Operating Status

A Rutgers expert discusses why immigrants are especially vulnerable during the pandemic

During the COVID-19 pandemic, undocumented immigrants face challenges obtaining resources and health care services needed to stay safe

Karen D’Alonzo, an associate professor at Rutgers School of Nursing and director of the Center for Community Health Partnerships, which works to bridge health disparities in Mexican-American neighborhoods in New Brunswick, says working in unprotected environments, language barriers and the fear of deportation puts immigrants at an even greater risk of getting sick. D’Alonzo discusses the challenges that immigrants face in daily living and staying well:

What unique challenges do undocumented immigrants face during the pandemic?
Many undocumented immigrants work in service industry positions with little or no job security. These employees have either lost their jobs due to the pandemic — undocumented immigrants do not qualify for unemployment benefits — or continue to work without significant protection, exposing themselves, and by extension their families, to people who may be COVID-positive. They frequently have no advocate in their job that will tell them what steps to take to protect them. Immigrants are less likely to own a car to drive to work and must therefore rely on public transportation, which also increases their risk of exposure to the virus.

Just getting tested for COVID can be an ordeal. At drive-in locations, people are asked to produce a social security number or have a state-issued ID to qualify for free testing. Many undocumented persons lack both of these official forms of identification.

In addition, Type 2 diabetes and hypertension are very common among immigrant Mexicans, often beginning in young adulthood. Such individuals are more likely to develop COVID-19 complications requiring hospitalization and suffer from more health conditions and risk of death.

What challenges does this population face in accessing resources or seeking help?
To start, most of the online education materials are written in English and are geared for people with greater resources. For example, in describing the care for a COVID-positive person in a household, most educational materials recommend that infected people be confined to a separate bedroom. In poor immigrant communities, it is common for several families to live together in very close quarters, making the chance of transmitting the virus much greater. To combat this, we created an infographic in Spanish on how families can “quarantine” COVID-positive people in these types of living arrangements.

People who primarily speak Spanish may have a difficult time describing their symptoms to English-speaking health care providers, either in person or via telehealth. Other members of the immigrant community communicate primarily in indigenous languages. In general, immigrants with health care concerns are likely to be far sicker than we think due to delays in accessing the health care system.

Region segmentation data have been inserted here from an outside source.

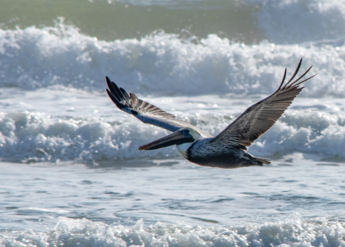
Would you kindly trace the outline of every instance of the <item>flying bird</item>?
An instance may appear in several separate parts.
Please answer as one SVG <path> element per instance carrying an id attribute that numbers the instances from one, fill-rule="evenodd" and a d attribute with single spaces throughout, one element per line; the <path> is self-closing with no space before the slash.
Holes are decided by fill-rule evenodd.
<path id="1" fill-rule="evenodd" d="M 109 90 L 106 91 L 119 109 L 132 115 L 145 124 L 152 124 L 172 132 L 164 137 L 139 148 L 150 150 L 176 145 L 184 157 L 190 162 L 204 166 L 237 168 L 270 164 L 270 160 L 255 157 L 247 152 L 247 147 L 268 130 L 302 91 L 299 85 L 315 75 L 299 81 L 310 70 L 310 66 L 293 81 L 301 66 L 302 60 L 291 78 L 270 96 L 247 108 L 223 131 L 215 137 L 198 128 L 179 120 L 176 116 L 146 102 L 134 93 L 129 95 L 106 77 Z"/>

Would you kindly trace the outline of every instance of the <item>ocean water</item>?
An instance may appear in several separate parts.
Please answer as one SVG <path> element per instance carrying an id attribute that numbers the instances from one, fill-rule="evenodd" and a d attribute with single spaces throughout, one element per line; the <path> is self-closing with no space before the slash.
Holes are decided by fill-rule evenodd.
<path id="1" fill-rule="evenodd" d="M 0 0 L 1 246 L 345 246 L 345 3 Z M 121 112 L 128 92 L 217 135 L 303 58 L 317 75 L 223 170 Z"/>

How has health care for this population been impacted?
Many immigrant people are puzzled as to why they cannot be treated in a doctor’s office, clinic or emergency department. While these restrictions are in place to protect health care providers, they often view these restrictions as discriminatory or punitive. It takes some time to explain that hospitals are being used to treat only the sickest COVID patients and the remainder of those infected will likely recover with supportive care at home.

Also, low-income people are not accustomed to the use of telehealth to screen potentially infected patients at community health centers and see it as a form of abandonment or a way to keep them from using the clinic due to their undocumented status. I tell these people that the COVID diagnostic and treatment process is new for all of us and assure them that if they become acutely ill and need hospitalization, it will be available for them.

It is ironic that there are an estimated 29,000 health care workers in the United States working on the front lines who are enrolled in the Deferred Action for Childhood Arrivals (DACA) program. Many of these young health care workers are the children of “mixed-status families,” where one or more of their family members are undocumented. These “dreamers” could lose their work permits if the U.S. Supreme Court ends this program that protects them from deportation.

What additional anxieties do undocumented immigrants face?  
A fear of deportation is a huge issue for many reasons. Unemployed immigrants are not likely to use resources — like the Supplemental Nutrition Assistance Program, Medicaid and housing vouchers — for fear of being labeled as a person primarily dependent upon governmental assistance, which would make them vulnerable to being denied residency or green card status per federal policy. They are less likely to seek assistance, such as asking their landlord for additional time to pay their rent, for fear of being identified and deported. They also are suspicious about claims that Immigration and Customs Enforcement will limit enforcement during the coronavirus outbreak, especially near health care facilities.